The employer should ensure that it gives written notification of the changes within a month of the changes taking place. Whether or not an employer is able to vary terms may be expressly written into the original contract or they may attempt to do so without such an express term. If this is the case then the affected employee may continue to work under those conditions and be considered to have accepted the new terms. However, depending on the nature of the variation, it may be deemed a fundamental breach which brings the contract to an end. If this is the case, the employee may leave.
It was recently reported that 10,000 council workers at Doncaster Council could have their contracts terminated with an offer to re-employ on revised terms, with a similar exercise at Southampton City Council. The latter has resulted in some 900 unfair dismissal claims being lodged at the Southampton Employment Tribunal.
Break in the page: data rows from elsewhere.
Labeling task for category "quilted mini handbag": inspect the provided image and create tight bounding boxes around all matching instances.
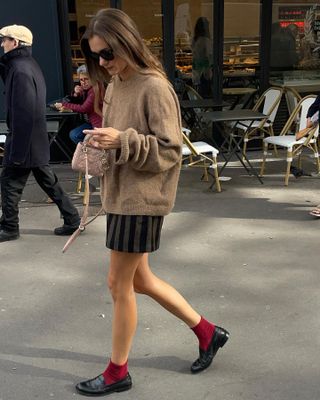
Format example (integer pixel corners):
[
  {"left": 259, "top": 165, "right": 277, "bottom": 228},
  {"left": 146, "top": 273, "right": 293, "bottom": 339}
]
[{"left": 71, "top": 141, "right": 108, "bottom": 177}]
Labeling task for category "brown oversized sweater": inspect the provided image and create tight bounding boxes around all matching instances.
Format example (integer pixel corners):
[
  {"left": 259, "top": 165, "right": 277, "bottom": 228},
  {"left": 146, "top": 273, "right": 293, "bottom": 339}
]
[{"left": 101, "top": 73, "right": 182, "bottom": 216}]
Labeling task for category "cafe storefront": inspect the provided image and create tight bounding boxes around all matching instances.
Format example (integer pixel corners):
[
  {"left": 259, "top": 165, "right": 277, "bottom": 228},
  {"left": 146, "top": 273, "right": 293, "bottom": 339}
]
[
  {"left": 0, "top": 0, "right": 320, "bottom": 112},
  {"left": 66, "top": 0, "right": 320, "bottom": 100}
]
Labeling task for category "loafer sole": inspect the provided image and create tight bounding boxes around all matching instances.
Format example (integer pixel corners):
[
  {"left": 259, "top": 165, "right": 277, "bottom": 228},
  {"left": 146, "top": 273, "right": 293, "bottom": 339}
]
[{"left": 191, "top": 326, "right": 230, "bottom": 374}]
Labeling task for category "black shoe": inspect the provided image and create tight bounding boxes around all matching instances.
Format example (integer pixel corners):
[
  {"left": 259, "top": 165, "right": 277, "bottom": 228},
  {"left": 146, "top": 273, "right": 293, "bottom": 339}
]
[
  {"left": 53, "top": 221, "right": 80, "bottom": 236},
  {"left": 191, "top": 326, "right": 229, "bottom": 374},
  {"left": 0, "top": 229, "right": 20, "bottom": 242},
  {"left": 76, "top": 374, "right": 132, "bottom": 396}
]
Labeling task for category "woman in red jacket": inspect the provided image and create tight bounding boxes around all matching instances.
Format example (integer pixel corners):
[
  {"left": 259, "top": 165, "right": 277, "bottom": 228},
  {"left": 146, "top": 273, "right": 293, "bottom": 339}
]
[{"left": 55, "top": 65, "right": 104, "bottom": 144}]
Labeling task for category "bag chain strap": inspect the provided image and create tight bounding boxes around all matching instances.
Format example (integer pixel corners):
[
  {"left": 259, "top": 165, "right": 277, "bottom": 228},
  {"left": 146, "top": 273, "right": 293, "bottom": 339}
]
[{"left": 62, "top": 144, "right": 103, "bottom": 253}]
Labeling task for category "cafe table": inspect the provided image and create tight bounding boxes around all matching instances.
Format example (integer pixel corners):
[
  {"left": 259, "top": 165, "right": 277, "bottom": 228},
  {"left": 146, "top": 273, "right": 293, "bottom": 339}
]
[
  {"left": 222, "top": 87, "right": 257, "bottom": 110},
  {"left": 180, "top": 98, "right": 224, "bottom": 130},
  {"left": 202, "top": 109, "right": 268, "bottom": 183}
]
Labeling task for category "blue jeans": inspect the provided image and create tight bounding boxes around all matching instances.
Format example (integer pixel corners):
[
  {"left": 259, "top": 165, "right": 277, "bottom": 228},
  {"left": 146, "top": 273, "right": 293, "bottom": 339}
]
[{"left": 69, "top": 122, "right": 93, "bottom": 144}]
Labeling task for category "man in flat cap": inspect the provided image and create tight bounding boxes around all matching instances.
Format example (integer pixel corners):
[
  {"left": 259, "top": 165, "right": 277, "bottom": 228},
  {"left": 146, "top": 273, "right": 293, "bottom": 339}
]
[{"left": 0, "top": 25, "right": 80, "bottom": 242}]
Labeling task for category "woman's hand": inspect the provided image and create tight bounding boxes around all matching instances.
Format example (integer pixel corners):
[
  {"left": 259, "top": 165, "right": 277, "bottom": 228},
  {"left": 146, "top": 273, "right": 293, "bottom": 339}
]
[
  {"left": 307, "top": 118, "right": 313, "bottom": 128},
  {"left": 83, "top": 127, "right": 121, "bottom": 150},
  {"left": 73, "top": 85, "right": 83, "bottom": 96}
]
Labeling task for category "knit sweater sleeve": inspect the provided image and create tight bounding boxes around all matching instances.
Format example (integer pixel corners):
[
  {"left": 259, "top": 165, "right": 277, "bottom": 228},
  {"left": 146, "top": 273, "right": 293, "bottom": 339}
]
[
  {"left": 116, "top": 79, "right": 182, "bottom": 173},
  {"left": 62, "top": 88, "right": 94, "bottom": 114}
]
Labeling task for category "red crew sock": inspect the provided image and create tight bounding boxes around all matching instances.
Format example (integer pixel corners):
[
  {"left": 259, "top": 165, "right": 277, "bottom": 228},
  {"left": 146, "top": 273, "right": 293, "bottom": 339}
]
[
  {"left": 102, "top": 360, "right": 128, "bottom": 385},
  {"left": 191, "top": 317, "right": 216, "bottom": 351}
]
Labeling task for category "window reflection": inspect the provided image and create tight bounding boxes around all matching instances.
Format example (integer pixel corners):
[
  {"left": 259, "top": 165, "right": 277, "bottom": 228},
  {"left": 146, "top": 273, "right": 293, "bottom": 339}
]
[
  {"left": 270, "top": 0, "right": 320, "bottom": 83},
  {"left": 174, "top": 0, "right": 213, "bottom": 98},
  {"left": 121, "top": 0, "right": 163, "bottom": 63}
]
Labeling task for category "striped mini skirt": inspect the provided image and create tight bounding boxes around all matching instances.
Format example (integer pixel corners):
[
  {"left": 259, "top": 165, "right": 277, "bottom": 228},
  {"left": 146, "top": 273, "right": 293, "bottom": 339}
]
[{"left": 106, "top": 213, "right": 164, "bottom": 253}]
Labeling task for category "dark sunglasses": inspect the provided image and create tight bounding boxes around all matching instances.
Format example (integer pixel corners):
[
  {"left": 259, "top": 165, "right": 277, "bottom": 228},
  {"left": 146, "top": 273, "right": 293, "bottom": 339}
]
[{"left": 90, "top": 48, "right": 114, "bottom": 61}]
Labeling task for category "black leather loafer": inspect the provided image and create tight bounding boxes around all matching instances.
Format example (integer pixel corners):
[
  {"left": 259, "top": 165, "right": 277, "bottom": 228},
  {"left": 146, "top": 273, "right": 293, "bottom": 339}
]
[
  {"left": 0, "top": 229, "right": 20, "bottom": 242},
  {"left": 53, "top": 221, "right": 80, "bottom": 236},
  {"left": 76, "top": 374, "right": 132, "bottom": 396},
  {"left": 191, "top": 326, "right": 229, "bottom": 374}
]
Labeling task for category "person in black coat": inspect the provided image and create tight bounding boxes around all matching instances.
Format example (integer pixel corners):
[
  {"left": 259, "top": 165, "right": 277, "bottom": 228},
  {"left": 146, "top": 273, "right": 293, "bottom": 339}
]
[{"left": 0, "top": 25, "right": 80, "bottom": 242}]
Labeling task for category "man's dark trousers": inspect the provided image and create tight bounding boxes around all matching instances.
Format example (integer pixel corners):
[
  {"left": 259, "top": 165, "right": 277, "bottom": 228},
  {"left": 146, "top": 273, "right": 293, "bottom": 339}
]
[{"left": 0, "top": 165, "right": 79, "bottom": 232}]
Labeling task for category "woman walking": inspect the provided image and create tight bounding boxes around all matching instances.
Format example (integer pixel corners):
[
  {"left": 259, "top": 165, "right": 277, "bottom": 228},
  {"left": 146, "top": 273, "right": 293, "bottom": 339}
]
[{"left": 76, "top": 9, "right": 229, "bottom": 396}]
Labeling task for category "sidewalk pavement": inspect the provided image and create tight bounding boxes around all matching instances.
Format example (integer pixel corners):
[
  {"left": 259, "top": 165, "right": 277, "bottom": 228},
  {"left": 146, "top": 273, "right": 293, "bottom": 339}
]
[{"left": 0, "top": 154, "right": 320, "bottom": 400}]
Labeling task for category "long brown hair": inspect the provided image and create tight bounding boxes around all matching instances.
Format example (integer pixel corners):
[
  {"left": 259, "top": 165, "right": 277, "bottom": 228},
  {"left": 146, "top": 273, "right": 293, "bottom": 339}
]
[{"left": 81, "top": 8, "right": 167, "bottom": 81}]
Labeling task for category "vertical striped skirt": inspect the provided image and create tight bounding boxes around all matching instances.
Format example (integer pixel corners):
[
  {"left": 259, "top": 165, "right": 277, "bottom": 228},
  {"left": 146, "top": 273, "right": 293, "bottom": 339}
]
[{"left": 106, "top": 213, "right": 164, "bottom": 253}]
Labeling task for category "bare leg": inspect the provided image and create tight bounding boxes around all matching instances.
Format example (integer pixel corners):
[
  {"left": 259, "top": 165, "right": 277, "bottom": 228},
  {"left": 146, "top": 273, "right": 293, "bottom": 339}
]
[
  {"left": 108, "top": 251, "right": 143, "bottom": 365},
  {"left": 134, "top": 254, "right": 201, "bottom": 328}
]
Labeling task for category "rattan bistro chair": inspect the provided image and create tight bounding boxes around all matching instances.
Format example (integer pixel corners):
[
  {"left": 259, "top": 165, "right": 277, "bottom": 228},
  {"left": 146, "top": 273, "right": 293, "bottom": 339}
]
[
  {"left": 260, "top": 95, "right": 320, "bottom": 186},
  {"left": 233, "top": 87, "right": 283, "bottom": 155},
  {"left": 182, "top": 128, "right": 221, "bottom": 192}
]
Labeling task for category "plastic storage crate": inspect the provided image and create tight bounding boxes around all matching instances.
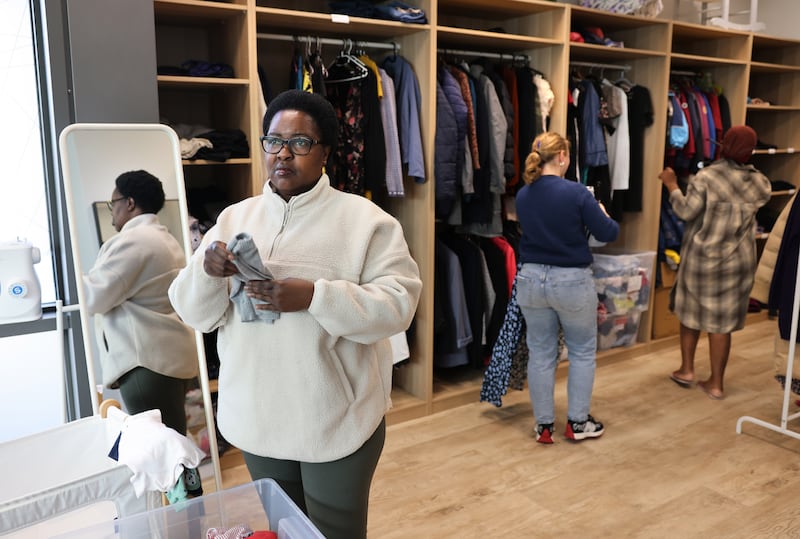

Whilst not following procedure could attract a claim, on the other side of the coin, the Employment Appeal Tribunal (EAT) decided in the case of Slade v TNT that an employer did not act unfairly when they terminated existing contracts with an offer of re-employment on new terms. Negotiations had taken place, which discussed an offer to "buy out" certain existing terms. The offer to re-employ, however, did not include the “buy-out” payment.
It was deemed in these circumstances that TNT had legitimate business reasons as to why it wished to remove a bonus payment previously afforded to staff. In return it had offered to make a one-off compensation payment to staff. If the deal was declined then existing contracts would be terminated and re-employment would be offered. The EAT considered that the correct approach was to look at the reasonableness of the employer's decision and to balance the advantages to the business with the effect on the claimants. They considered that it was possible for a reasonable employer to conclude that they should not offer a lump sum on re-engagement when it would not achieve any of the benefit of the agreement for which the lump sum had been offered.
Whether or not the breach is a fundamental one, the employee may sue for damages for breach of contract in the civil courts; or if the employment has terminated, the claim can be made to an employment tribunal, which can award damages. It is therefore advisable that an employer be clear on what it is doing and that there is a legitimate business reason if it wishes to avoid potential issues.